When preparing to place the frit in the box, it is a good idea to take small amounts out of jars and place it into small cups to avoid contamination of the main source of the frit.
|Pouring the frit into the sandbox|
You can use a jeweller’s scoop or a teaspoon to move the frit from the cup to the box. Tip the frit into the box above where you want the colour to be placed.
|Using a wire to poke frit through to lower layers. This also shows a difference between front and back.|
If the frit does not land just where you want it, you can move it with stiff wire that is long enough to reach the bottom of the box. Gently sweep the frit with the end of the wire toward the place you want the coloured frit to be.
|Using a jewellers scoop to add the frit.|
Continue adding colours to create the profile and shapes you wish.
You can make additional alterations to the way the frit is placed. You can poke the frit from one layer into lower layers with a stiff wire by pushing the wire directly downward. You cannot do this more than 2 or 3 centimetres deep, as the frits and powders become compacted.
|A thick copper wire being used to poke down from an upper layer to the lower ones.|
When filled to the top or to your desired level, use the fourth strip to close the box. If full, glue the strip to the top. If not full, cut strip to the length needed to drop into the opening of the box. Place a couple of drops of super glue on the top of the already placed strip to keep it in place while moving to the kiln.
Prepare the shelves
You will need two shelves for each pressing. One is the base to hold the glass and the spacers. The other is to provide the weight to press the glass thinner.

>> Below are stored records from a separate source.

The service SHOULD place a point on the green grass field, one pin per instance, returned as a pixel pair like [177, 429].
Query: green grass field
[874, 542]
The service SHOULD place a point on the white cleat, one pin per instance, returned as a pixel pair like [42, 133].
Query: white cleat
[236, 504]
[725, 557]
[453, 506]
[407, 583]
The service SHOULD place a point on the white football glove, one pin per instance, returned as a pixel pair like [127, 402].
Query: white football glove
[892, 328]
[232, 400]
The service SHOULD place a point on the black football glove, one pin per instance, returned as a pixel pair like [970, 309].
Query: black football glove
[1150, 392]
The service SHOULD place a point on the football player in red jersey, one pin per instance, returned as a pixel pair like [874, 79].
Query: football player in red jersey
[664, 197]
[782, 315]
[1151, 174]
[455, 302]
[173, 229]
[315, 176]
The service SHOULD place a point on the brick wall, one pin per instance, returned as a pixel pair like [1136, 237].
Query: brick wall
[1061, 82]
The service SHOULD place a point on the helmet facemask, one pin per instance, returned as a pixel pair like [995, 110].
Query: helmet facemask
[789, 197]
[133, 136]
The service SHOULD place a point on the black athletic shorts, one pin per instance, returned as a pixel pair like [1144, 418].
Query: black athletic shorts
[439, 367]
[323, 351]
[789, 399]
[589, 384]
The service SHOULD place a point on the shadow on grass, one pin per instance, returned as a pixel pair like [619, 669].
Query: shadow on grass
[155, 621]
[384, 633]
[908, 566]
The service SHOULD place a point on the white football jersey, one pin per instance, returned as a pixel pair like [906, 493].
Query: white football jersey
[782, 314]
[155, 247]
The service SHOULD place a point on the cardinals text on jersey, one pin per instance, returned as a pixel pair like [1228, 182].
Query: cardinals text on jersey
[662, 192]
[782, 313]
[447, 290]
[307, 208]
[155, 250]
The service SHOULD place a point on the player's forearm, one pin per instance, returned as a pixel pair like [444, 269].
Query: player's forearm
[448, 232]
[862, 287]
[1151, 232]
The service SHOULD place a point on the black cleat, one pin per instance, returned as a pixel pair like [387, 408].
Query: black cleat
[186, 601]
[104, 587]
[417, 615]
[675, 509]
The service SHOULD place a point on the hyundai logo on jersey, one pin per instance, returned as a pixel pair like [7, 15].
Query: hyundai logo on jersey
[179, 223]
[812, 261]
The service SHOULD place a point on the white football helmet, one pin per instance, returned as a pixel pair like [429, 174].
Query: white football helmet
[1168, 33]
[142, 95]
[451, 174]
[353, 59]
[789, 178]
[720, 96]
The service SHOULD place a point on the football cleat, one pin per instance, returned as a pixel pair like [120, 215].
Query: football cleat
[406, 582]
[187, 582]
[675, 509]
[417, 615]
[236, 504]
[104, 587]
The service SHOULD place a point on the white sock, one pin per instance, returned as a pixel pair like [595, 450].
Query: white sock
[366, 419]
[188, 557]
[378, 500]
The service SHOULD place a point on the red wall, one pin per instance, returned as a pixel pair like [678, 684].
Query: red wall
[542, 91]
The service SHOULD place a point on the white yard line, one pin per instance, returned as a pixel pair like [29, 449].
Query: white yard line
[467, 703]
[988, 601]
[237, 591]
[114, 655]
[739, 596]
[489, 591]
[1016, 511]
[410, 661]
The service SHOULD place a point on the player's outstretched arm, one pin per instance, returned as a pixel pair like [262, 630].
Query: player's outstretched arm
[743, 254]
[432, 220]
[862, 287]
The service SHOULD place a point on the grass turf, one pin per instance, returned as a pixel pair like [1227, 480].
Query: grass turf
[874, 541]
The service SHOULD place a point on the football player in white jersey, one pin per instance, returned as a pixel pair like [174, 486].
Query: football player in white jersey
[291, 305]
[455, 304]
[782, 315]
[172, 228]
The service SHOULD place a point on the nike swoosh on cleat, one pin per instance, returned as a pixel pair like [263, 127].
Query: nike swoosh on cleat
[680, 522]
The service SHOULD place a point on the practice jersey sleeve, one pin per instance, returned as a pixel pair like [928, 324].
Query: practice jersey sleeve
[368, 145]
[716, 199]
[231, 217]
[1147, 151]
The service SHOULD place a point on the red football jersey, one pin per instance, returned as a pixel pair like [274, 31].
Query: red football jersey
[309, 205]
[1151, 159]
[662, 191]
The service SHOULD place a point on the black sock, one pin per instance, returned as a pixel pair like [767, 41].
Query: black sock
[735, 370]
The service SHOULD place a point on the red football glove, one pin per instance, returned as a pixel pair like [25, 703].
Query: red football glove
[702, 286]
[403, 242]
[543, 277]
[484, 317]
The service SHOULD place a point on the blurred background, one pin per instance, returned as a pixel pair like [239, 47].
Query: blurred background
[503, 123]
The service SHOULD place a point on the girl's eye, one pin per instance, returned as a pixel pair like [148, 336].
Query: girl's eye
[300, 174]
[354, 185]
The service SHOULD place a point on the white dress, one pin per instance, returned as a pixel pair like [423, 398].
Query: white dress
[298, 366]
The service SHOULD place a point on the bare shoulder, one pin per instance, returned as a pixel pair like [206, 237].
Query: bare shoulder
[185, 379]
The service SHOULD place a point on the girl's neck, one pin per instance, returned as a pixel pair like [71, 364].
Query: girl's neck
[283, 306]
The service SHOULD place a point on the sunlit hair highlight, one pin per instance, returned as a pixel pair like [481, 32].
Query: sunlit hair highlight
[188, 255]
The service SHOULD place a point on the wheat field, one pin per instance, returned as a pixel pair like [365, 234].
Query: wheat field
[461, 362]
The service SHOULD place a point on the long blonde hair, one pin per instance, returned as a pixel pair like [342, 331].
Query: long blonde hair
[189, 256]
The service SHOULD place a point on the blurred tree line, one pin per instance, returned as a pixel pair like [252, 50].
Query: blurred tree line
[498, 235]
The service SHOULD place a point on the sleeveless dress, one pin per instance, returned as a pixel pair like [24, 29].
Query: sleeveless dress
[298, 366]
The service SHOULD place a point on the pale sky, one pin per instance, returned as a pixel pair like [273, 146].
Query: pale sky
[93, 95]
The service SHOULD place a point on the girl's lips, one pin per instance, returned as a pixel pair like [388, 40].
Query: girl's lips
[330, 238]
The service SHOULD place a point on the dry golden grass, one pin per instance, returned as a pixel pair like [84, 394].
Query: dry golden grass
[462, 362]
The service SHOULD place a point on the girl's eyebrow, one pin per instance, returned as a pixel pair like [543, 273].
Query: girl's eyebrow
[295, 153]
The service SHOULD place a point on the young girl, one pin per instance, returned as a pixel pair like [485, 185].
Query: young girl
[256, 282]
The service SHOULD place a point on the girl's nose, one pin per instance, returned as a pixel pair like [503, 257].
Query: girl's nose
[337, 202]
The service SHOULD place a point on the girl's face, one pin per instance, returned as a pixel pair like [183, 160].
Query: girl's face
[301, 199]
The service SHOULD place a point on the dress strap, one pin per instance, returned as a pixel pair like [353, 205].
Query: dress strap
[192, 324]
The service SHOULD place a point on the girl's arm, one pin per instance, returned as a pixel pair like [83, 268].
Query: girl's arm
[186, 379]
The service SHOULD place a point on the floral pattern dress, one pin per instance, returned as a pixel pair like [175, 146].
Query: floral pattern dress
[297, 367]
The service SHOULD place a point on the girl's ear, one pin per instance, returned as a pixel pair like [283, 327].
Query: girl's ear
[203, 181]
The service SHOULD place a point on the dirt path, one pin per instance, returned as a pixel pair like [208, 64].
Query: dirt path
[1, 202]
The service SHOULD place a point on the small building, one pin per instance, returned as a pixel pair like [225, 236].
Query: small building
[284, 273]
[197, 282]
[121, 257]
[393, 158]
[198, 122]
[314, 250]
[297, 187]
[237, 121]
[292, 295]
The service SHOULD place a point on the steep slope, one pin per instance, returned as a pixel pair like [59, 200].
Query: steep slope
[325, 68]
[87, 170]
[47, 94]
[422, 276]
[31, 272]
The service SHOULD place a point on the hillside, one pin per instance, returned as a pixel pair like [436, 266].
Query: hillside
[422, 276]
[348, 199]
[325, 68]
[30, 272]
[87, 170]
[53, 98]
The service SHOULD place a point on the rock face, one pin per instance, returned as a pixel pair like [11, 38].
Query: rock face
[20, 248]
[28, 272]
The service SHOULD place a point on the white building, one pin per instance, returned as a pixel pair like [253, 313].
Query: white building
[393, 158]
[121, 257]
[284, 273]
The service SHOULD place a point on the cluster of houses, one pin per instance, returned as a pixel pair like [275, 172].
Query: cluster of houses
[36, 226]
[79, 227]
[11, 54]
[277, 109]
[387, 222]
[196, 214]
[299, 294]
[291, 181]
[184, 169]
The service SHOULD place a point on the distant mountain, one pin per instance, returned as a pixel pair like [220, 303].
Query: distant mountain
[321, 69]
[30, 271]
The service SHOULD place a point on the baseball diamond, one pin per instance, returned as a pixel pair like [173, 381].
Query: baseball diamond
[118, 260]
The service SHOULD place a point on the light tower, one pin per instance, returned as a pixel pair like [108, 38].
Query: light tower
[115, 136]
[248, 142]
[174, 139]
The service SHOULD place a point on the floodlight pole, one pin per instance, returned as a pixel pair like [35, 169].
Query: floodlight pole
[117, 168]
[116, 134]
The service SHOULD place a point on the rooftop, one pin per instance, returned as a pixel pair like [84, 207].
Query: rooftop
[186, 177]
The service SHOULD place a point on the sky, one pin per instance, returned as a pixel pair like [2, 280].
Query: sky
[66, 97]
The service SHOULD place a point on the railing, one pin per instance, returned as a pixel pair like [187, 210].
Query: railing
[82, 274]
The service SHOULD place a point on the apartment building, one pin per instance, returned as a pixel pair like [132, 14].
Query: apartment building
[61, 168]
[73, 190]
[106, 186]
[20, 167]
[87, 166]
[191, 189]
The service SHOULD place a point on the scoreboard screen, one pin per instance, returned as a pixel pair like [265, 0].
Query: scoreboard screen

Clean off old kiln wash from the shelves. Experience shows that adding new kiln wash over old for this process promotes the sticking of the kiln wash to the glass. Add new kiln wash that performs well at extended times at upper temperatures. I find Bullseye shelf primer works very well.
Once partially dried, with the pink beginning to pale, you can smooth the surface brush marks. Some use balled up material such as tights to rub over the surface. I find very good results from rubbing lightly over the kiln washed surface with a sheet of paper between the palm of my hand and the shelf. The advantage of doing this smoothing while slightly damp is that no dust is created that needs to be cleaned away. The disadvantage is that too much pressure will pull bits of kiln wash from the shelf.
Do not use fibre papers as the separator. The glass will be moving within the space between the shelves. It will pick up and incorporate parts of the fibre paper, if used.
If you have shelves of different thicknesses, reserve the thickest shelf for the upper, pressing one. If all your shelves are the same size, put a second on top for adequate weight, or add heavy bricks or a steel weight to the top shelf. (Note: if you use bricks for weights, they need to be dried first. A two-hour to three-hour soak at 95C should be sufficient.)
Place the sandbox centrally on the shelf. If you are doing more than one, ensure there is plenty of space between the pieces and from the edge, so they don’t contact each other, or drip over the edge of the shelf. The allowances given for the size of the sandbox are a guide.
|Two sandboxes placed on separate shelves|
Place spacers of the desired thickness around the four corners of the shelf to restrict the extent of thinning. This also regulates the evenness of the glass across the whole surface. Usually, 6mm is a desirable height for the pressing. Other thicknesses can be chosen for different purposes. The spacers can be steel washers, although they will spall in the cooling stages of the firing. If you have pieces of ceramic of the desired height, they can be used. Fibre paper stacked up to the appropriate height are surprisingly robust spacers. They also provide a cleaner set of spacers than steel.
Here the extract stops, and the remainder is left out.